Cervantes no permanece lejos de esta disyuntiva. Se trata de un escritor divertido, irónico, colorista, como tantas veces se muestra incisivo, sarcástico y terriblemente oscuro. El escritor doblegó cuantos perfiles literarios fue capaz de emprender con tal de hallar en la escritura una prolongación de su complejo mundo interior, su mirada fraguada en la batalla, su vida repleta de experiencias. Y el Quijote es, en gran medida, una condensación de su postura cívica y pública. ¿Hasta qué punto su mensaje, su propia filosofía, es alterado y manipulado para cobijar convenientes interpretaciones?
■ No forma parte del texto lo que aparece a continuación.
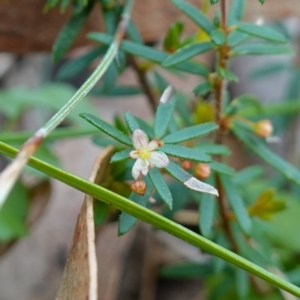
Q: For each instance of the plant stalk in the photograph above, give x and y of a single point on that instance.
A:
(10, 174)
(154, 219)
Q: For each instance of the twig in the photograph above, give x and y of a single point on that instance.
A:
(9, 176)
(144, 83)
(223, 13)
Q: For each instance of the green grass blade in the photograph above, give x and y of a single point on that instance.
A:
(154, 219)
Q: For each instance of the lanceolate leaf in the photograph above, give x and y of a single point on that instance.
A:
(221, 168)
(207, 205)
(107, 128)
(190, 133)
(186, 153)
(121, 155)
(117, 91)
(235, 38)
(202, 88)
(212, 149)
(269, 70)
(150, 54)
(145, 127)
(218, 37)
(155, 220)
(260, 49)
(236, 203)
(248, 174)
(69, 33)
(163, 115)
(188, 180)
(260, 148)
(236, 11)
(77, 65)
(161, 186)
(187, 52)
(131, 122)
(195, 15)
(260, 31)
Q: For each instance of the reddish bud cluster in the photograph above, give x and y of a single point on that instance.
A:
(263, 128)
(139, 187)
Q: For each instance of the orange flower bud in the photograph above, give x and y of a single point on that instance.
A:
(263, 128)
(202, 171)
(139, 187)
(186, 165)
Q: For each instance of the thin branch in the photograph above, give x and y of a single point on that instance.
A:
(223, 14)
(144, 83)
(10, 175)
(224, 215)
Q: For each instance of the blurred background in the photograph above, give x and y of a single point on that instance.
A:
(35, 243)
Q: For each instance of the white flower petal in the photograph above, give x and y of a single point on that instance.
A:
(145, 167)
(167, 95)
(152, 145)
(134, 154)
(136, 169)
(140, 139)
(158, 159)
(197, 185)
(140, 166)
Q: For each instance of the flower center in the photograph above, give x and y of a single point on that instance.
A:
(144, 153)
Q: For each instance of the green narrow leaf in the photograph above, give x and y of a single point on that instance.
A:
(104, 141)
(186, 153)
(77, 65)
(259, 147)
(211, 149)
(269, 70)
(218, 37)
(236, 203)
(121, 155)
(161, 186)
(242, 283)
(150, 54)
(186, 270)
(260, 49)
(154, 219)
(195, 15)
(145, 127)
(110, 20)
(133, 33)
(172, 38)
(207, 204)
(69, 32)
(126, 221)
(221, 168)
(110, 77)
(248, 174)
(187, 52)
(131, 122)
(202, 88)
(182, 108)
(190, 133)
(117, 91)
(236, 11)
(234, 38)
(164, 113)
(107, 128)
(188, 180)
(261, 31)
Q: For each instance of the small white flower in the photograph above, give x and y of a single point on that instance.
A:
(145, 155)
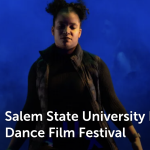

En don Quijote y en Sancho actúa una doble y conjunta personalidad, la que los hace complementarse mutuamente, la que en ocasiones posibilita un intercambio de roles. De ahí que la segunda parte del Quijote se nos antoje necesarísima y agradezcamos la invasión apócrifa de otras plumas, ya fuera solamente para motivar a Cervantes a emprender su propio punto y final. Tal vez, de entre tanta celebración repetitiva y poco original, sea conveniente aprovechar presupuestos y esfuerzos para desempolvar lecturas y análisis del Quijote y de la figura de Cervantes, que han contribuido a universalizar su figura y a mantener la llama del aprecio y la admiración.

Me refiero, por poner solo un ejemplo, a la encomiable labor que el escritor y crítico literario José López Martínez, natural de Tomelloso, ha desarrollado en torno a la figura de Cervantes y su obra. De López Martínez dijo el poeta Leopoldo de Luis que “postula en sus numerosos trabajos cervantinos una simbiosis: España-Quijote. Y la fundamenta en que ambos términos arraigan en el corazón mismo de La Mancha […]. Es justo reconocer que el regionalismo de López Martínez no es restrictivo, sino proyectivo. O dicho vulgarmente: no es barrer para adentro, sino abrir ventanas hacia fuera”. Con la cita pretendo ilustrar que mientras unos calculan el año de Cervantes, otros suman lustros a su lectura apasionada. Y esto sí que marca la diferencia.